Overview
The child care market in the U.S. is broken. Despite rising prices for care, child care workers continue to make close to minimum wage, and most child care settings struggle to provide the quality features—like small group sizes and enriching curriculum—that support children’s learning and development.
When the price of care for an infant and a preschool typically exceeds 20% of median family income and one in three parents across the country is having serious problems finding child care, we are in deep crisis.

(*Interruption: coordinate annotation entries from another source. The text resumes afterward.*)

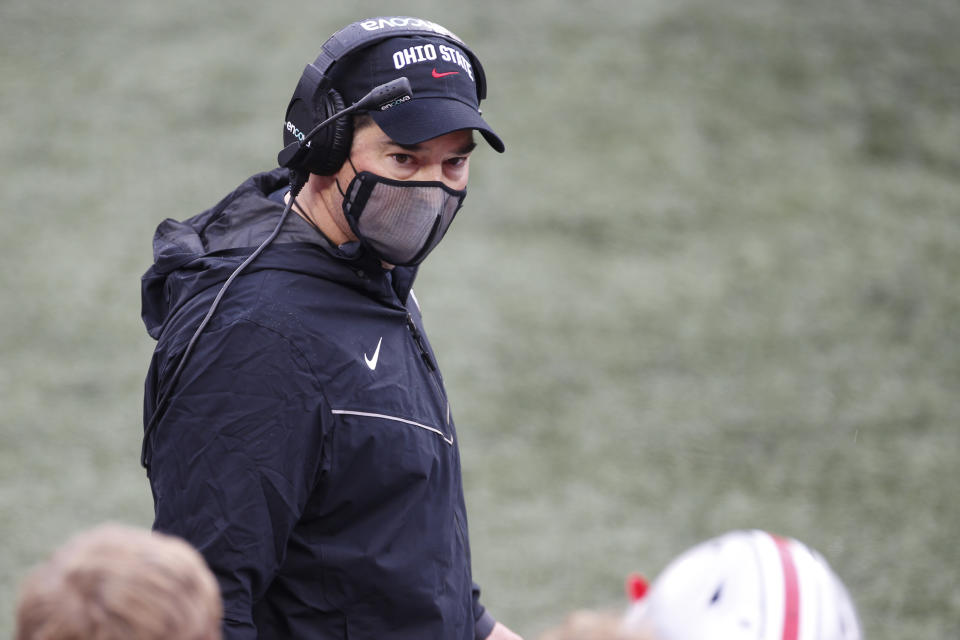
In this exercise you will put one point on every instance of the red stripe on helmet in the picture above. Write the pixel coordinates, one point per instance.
(791, 591)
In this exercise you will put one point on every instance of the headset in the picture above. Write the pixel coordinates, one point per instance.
(314, 99)
(317, 135)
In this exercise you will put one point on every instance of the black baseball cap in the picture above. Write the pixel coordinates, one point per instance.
(441, 77)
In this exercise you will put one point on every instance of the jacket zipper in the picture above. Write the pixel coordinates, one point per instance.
(418, 338)
(431, 365)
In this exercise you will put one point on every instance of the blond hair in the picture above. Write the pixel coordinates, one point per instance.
(115, 582)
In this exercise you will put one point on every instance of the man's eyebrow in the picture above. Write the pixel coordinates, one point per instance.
(465, 149)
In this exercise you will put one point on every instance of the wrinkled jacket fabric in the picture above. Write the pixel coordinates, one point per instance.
(307, 448)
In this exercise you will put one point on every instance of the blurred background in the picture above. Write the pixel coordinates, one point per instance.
(712, 284)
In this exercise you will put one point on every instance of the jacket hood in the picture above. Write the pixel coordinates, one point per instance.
(203, 251)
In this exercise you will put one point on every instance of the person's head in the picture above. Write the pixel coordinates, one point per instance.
(743, 585)
(116, 582)
(394, 177)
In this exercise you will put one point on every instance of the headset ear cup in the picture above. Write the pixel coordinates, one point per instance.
(330, 149)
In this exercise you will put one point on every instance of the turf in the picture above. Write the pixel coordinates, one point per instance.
(712, 284)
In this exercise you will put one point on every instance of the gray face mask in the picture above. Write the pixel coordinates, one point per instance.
(400, 221)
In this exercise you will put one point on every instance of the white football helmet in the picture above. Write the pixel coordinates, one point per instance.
(746, 585)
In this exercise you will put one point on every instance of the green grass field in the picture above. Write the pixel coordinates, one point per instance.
(712, 284)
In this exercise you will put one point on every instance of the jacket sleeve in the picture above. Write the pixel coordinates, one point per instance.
(235, 458)
(484, 622)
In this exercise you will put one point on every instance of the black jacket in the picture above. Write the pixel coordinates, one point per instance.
(307, 449)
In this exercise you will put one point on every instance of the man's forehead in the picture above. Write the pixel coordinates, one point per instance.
(462, 141)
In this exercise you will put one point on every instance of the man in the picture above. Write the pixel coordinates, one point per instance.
(743, 585)
(299, 433)
(120, 583)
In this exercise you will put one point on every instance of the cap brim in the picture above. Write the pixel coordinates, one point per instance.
(422, 119)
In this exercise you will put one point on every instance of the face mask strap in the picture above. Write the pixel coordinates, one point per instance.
(337, 181)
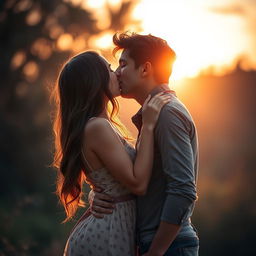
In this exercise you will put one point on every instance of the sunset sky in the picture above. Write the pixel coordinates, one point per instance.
(204, 33)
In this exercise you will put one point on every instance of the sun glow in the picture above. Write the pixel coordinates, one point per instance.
(200, 38)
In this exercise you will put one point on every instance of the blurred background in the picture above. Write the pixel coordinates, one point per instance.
(214, 75)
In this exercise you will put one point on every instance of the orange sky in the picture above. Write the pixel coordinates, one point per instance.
(204, 33)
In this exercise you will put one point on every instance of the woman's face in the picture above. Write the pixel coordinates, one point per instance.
(113, 82)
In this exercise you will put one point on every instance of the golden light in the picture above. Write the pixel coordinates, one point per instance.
(102, 41)
(200, 38)
(34, 17)
(18, 59)
(65, 42)
(55, 31)
(42, 48)
(31, 71)
(79, 44)
(23, 5)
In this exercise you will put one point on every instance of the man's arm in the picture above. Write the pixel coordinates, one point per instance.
(172, 136)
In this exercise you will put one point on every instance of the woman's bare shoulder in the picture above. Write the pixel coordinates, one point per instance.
(97, 126)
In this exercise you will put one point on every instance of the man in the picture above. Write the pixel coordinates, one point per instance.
(163, 213)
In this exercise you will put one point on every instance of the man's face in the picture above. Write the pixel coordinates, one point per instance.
(128, 77)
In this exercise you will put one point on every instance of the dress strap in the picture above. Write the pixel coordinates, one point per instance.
(86, 162)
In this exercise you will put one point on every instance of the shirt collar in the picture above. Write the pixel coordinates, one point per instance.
(137, 118)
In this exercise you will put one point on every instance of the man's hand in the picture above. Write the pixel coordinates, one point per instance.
(100, 203)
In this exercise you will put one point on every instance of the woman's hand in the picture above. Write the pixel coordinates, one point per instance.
(152, 108)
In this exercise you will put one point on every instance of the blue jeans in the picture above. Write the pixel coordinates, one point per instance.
(187, 246)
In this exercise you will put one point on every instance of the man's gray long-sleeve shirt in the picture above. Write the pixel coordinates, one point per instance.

States have primarily tried to solve for child care affordability through subsidies for individual children and families. The subsidy system we rely on now was developed in the 1990s on the premise that the market was providing adequate options, and low-income parents just needed a subsidy that would let them purchase in the market what middle- and higher-income families were buying on their own. The Market Rate Survey was required to help states understand how much of the child care market they were allowing subsidy recipients to access. States were encouraged (but not required) to set subsidy reimbursement rates at the 75th percentile of private-pay prices to ensure low-income families were able to access most of the child care market.
Recently, the field has become wary of ensuring subsidies match the “market rate.” Critics rightly point to the fact that the price that parents pay for child care—while too often unaffordable—still falls far short of the “true cost” of care. Cost studies reveal that a child care program operating according to best practices, with appropriate teacher-to-child ratios and paying competitive wages, costs far more to operate than most parents are currently paying. Further, focusing solely on market rates may lead to important inequities in rates over time, as prices rise more slowly in economically depressed regions than they do in higher-income parts of the state. For these reasons, many advocates have called for states to begin setting reimbursement rates based on cost modeling, and some have even called for doing away with Market Rate Surveys altogether.